Vanja, an information assistant, is sent from her home city of Essre to the austere, wintry colony of Amatka with an assignment to collect intelligence for the government. Immediately she feels that something strange is going on: people act oddly in Amatka, and citizens are monitored for signs of subversion.
Intending to stay just a short while, Vanja falls in love with her housemate, Nina, and prolongs her visit. But when she stumbles on evidence of a growing threat to the colony, and a cover-up by its administration, she embarks on an investigation that puts her at tremendous risk.
In Karin Tidbeck’s world, everyone is suspect, no one is safe, and nothing—not even language, nor the very fabric of reality—can be taken for granted. Amatka is a beguiling and wholly original novel about freedom, love, and artistic creation by a captivating new voice.
That was weird. Seriously weird, but oddly fascinating, but with an ending I found unsatisfying. My thoughts are all over the place for this one, so here they are first in list formate and then a bit more elaborated.
Set in the not specified future on I assume different planet, this books reads very much like a classic dystopian novel in the style of Ray Bradbury or George Orwell. The main character, Vanja, arrives in Amatka with the order to do some kind of market research on hygiene products as commercial production has been legalized and her employer wants to know how to sell more stuff to this colony. As she falls in love with her housemate Nina, she decides to stay in this barren place even though things seem odd to her.
The main premise is stunning in its originality (at least it is to me) – things have to be named repeatedly and be marked because otherwise they dissolve into some kind of goo: so a table has a sign saying “table”, doors are labeled “door” and so on. Citizens have to be constantly vigilant lest they lose important possessions. This makes for an interesting social structure where nothing is permanent and in reaction everything is rigid and unchanging. Karin Tidbeck uses this disorienting juxtaposition to paint a very vivid picture of the world she created. I absolutely adored this part.

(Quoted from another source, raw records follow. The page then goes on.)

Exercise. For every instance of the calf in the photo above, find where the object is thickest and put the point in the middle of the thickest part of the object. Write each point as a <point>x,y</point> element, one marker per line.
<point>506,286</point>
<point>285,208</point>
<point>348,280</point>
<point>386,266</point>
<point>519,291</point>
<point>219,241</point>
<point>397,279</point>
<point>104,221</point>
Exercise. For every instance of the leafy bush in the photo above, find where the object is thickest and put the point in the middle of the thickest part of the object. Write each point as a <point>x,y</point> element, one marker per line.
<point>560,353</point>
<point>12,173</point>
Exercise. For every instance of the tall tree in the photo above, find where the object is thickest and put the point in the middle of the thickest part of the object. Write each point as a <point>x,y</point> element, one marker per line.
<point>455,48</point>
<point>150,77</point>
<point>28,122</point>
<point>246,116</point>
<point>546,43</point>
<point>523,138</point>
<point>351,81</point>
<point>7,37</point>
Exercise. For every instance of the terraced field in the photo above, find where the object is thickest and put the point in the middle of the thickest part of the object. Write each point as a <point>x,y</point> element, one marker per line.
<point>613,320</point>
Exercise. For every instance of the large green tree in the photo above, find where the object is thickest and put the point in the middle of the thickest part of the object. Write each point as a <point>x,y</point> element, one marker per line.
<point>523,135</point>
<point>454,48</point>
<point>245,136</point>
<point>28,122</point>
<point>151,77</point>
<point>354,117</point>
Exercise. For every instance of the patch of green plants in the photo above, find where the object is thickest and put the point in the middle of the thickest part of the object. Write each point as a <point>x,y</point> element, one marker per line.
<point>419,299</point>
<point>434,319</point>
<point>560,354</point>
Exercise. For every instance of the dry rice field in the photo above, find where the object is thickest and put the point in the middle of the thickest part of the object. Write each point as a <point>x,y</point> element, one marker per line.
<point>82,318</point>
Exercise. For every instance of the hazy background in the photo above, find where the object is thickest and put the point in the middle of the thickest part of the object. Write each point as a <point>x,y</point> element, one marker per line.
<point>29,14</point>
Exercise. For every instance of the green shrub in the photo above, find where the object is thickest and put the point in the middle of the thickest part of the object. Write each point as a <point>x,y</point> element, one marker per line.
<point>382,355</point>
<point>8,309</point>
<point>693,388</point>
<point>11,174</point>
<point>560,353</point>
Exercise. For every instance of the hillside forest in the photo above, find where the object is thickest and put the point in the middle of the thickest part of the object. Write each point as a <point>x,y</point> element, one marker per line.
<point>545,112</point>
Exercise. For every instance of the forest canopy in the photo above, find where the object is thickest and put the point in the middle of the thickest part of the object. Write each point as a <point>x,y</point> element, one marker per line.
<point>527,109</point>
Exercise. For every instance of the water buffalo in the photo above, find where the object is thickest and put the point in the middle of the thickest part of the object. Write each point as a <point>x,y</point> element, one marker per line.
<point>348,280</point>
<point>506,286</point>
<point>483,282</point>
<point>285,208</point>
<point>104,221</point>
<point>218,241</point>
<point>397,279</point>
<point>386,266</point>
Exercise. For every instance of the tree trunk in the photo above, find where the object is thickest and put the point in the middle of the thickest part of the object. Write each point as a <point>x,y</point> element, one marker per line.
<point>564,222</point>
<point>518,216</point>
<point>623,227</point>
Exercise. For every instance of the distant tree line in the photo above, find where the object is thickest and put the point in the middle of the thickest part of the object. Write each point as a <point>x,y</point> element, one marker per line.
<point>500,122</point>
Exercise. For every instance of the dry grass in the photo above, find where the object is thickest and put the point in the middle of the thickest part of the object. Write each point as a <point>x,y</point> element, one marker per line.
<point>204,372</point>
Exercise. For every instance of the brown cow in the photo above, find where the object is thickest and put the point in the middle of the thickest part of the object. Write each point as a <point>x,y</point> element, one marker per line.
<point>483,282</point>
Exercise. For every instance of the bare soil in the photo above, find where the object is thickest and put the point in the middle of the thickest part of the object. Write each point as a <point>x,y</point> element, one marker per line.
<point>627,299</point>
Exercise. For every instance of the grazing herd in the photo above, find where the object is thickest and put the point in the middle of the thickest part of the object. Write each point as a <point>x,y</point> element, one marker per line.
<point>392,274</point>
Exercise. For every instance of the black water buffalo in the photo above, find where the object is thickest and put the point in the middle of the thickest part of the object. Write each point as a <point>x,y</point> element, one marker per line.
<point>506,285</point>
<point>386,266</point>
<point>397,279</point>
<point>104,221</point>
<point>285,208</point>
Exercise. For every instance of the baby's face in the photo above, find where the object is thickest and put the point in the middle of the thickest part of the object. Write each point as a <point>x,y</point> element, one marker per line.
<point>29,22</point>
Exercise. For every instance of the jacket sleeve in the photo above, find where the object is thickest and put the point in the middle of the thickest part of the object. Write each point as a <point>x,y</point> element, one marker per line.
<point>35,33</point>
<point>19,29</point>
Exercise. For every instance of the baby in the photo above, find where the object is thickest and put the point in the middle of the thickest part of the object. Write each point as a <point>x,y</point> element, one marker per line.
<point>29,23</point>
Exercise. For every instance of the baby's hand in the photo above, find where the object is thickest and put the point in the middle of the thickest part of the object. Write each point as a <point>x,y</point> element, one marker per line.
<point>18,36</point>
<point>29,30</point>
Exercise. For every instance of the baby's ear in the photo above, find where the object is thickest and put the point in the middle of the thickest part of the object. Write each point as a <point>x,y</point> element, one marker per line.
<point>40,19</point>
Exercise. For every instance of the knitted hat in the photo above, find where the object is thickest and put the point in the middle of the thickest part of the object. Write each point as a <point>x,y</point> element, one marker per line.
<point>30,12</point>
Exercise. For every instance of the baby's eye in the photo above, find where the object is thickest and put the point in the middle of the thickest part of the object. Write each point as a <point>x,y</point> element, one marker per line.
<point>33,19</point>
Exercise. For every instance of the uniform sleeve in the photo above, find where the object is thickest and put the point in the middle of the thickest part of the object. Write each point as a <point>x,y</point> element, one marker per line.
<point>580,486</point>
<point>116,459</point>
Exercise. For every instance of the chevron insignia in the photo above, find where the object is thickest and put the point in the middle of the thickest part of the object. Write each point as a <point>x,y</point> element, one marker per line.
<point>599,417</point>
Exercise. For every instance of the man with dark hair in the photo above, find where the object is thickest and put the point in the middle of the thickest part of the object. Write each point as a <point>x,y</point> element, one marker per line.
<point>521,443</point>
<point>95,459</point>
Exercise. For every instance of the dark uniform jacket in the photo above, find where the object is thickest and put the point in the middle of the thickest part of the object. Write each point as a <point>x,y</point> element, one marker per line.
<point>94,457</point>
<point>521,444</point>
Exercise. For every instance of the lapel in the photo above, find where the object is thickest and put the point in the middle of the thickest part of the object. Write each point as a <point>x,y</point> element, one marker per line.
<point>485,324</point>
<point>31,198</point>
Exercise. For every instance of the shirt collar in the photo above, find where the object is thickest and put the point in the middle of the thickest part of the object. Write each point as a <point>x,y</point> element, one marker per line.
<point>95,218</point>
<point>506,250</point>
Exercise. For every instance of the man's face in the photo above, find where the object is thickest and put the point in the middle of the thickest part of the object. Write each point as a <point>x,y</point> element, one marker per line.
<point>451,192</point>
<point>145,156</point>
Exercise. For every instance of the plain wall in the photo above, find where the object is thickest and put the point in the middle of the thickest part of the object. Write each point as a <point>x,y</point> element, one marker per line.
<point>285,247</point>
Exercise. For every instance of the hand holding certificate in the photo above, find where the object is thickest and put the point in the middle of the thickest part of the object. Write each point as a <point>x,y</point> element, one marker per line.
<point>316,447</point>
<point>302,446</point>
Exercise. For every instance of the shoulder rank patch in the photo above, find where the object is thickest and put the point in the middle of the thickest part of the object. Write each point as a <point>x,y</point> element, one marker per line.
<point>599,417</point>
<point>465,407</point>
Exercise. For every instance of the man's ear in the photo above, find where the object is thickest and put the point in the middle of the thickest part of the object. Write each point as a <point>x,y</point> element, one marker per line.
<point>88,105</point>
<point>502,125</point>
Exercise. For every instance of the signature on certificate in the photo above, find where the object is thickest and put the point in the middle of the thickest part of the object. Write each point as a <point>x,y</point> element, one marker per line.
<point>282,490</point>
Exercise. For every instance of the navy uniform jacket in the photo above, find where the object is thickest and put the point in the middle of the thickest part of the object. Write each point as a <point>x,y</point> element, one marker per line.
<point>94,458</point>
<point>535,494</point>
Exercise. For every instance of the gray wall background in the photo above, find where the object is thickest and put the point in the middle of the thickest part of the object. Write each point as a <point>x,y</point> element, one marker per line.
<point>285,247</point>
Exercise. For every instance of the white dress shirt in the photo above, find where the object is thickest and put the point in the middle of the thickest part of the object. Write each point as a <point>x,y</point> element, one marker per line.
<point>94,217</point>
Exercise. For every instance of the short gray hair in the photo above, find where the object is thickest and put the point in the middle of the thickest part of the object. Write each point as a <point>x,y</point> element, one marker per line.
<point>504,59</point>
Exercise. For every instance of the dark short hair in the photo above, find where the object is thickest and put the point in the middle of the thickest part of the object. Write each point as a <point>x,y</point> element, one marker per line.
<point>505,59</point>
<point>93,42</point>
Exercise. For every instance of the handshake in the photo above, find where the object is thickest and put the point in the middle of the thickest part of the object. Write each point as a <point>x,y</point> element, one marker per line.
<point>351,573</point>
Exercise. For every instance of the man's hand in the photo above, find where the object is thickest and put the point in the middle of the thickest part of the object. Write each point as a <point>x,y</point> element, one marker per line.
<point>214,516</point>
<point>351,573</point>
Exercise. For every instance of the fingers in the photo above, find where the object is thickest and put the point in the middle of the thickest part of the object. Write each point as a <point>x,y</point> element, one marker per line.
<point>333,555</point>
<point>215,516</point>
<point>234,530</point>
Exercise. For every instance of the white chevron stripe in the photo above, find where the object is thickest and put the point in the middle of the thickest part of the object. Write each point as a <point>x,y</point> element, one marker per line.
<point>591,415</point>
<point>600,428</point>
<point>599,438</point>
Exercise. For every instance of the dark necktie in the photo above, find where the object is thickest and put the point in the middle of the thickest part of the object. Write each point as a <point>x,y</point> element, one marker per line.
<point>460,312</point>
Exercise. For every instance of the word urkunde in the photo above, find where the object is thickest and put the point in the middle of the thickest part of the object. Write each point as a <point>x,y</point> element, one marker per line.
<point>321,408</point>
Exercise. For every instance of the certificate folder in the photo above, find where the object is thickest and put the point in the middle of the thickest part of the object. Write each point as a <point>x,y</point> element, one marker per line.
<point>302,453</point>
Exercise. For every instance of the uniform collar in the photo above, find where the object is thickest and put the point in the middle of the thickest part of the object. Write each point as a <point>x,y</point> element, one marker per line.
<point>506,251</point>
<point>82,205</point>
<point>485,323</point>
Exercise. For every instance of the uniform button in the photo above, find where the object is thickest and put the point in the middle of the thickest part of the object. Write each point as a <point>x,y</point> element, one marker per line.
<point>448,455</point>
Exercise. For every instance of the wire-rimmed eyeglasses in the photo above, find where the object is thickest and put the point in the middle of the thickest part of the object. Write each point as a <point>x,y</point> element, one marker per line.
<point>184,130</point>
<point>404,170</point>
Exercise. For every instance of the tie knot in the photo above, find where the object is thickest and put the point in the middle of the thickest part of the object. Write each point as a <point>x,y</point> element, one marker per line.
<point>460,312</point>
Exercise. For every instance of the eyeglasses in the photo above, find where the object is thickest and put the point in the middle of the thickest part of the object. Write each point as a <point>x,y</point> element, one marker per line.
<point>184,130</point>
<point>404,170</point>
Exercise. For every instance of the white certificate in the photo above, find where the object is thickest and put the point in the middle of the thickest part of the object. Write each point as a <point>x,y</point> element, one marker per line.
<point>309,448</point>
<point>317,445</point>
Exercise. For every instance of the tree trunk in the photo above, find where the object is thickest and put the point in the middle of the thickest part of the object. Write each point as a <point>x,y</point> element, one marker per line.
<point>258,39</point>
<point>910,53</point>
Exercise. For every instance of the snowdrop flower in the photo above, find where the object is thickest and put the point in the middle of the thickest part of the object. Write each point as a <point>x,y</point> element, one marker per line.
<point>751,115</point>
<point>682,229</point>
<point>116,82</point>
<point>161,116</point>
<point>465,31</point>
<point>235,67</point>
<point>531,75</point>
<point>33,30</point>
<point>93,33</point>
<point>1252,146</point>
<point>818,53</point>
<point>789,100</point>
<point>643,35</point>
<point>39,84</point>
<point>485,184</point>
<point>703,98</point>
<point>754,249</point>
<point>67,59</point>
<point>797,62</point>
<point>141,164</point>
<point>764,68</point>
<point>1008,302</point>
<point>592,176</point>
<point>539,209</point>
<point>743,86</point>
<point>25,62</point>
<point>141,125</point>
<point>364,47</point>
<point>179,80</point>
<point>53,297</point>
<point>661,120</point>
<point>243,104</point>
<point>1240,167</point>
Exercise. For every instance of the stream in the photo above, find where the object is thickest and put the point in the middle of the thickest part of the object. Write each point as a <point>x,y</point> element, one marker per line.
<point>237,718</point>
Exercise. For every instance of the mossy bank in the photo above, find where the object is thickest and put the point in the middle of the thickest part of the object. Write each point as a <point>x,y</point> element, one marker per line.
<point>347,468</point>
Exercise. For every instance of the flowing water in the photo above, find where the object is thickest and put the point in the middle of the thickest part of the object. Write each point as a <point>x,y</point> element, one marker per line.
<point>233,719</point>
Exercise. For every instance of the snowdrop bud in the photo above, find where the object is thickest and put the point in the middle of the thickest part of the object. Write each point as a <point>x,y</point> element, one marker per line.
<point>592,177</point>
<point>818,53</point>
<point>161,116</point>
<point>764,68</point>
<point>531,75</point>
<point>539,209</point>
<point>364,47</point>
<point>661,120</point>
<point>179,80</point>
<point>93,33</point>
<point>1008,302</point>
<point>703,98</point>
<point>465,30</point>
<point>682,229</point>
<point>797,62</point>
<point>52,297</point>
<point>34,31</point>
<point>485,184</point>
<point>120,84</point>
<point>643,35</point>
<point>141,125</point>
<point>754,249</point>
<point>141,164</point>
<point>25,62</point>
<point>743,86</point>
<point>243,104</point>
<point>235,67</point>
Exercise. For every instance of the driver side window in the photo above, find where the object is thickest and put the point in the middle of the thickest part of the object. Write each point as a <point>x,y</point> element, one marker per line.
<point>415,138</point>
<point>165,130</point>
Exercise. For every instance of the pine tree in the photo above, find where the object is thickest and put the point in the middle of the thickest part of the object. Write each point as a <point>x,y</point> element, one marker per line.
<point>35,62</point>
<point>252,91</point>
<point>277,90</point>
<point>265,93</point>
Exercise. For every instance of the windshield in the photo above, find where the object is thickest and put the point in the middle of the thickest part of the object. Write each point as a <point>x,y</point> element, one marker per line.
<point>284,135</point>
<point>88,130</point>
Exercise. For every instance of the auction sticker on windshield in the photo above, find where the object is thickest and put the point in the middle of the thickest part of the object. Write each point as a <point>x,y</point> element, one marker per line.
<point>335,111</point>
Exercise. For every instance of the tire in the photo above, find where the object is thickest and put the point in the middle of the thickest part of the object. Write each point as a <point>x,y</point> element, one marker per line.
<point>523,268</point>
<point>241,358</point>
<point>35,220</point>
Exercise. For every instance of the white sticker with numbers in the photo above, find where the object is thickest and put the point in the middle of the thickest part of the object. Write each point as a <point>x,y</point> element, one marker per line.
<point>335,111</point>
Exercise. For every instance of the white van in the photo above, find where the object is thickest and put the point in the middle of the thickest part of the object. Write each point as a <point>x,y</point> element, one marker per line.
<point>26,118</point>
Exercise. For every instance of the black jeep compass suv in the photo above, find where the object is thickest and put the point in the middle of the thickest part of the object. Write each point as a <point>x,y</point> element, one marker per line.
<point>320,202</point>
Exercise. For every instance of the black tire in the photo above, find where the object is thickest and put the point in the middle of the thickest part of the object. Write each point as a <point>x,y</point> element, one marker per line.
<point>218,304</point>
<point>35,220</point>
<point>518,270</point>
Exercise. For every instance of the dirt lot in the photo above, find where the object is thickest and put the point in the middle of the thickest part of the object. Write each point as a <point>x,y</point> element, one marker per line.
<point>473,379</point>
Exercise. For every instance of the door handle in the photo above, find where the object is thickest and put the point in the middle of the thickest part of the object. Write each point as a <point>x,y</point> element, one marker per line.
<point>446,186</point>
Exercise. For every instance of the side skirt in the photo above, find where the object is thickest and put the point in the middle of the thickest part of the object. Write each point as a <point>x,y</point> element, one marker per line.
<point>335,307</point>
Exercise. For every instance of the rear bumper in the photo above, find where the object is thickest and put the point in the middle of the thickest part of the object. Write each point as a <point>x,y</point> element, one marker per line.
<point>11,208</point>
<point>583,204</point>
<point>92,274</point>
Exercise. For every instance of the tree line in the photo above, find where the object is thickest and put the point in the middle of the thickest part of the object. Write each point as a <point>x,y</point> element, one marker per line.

The characters on the other hand never truly came alive for me. Their reactions are always left mostly unexplained and I had a hard time connecting with them. Especially the love story between Vanja and Nina made very little sense to me – and never understood what they liked about each other and what made Vanja especially abandon her previous life with hardly any second thoughts.
Ultimately, I think this book works best if you study it and analyse it and discuss it with others. There are so many layers that could be talked about and so much to think about, that a casual reading does not do it justice. As it stands, it kept me at arm’s length and I never felt fully engaged with the characters.
First sentence: “Brilars’ Vanja Essre Two, Informant assistant with the Essre Hygiene Specialists, was the only passenger on the auto train bound for Amatka.”
I received an arc of this book curtesy of NetGalley and Knopf Doubleday Publishing in exchange for an honest review. Thanks for that!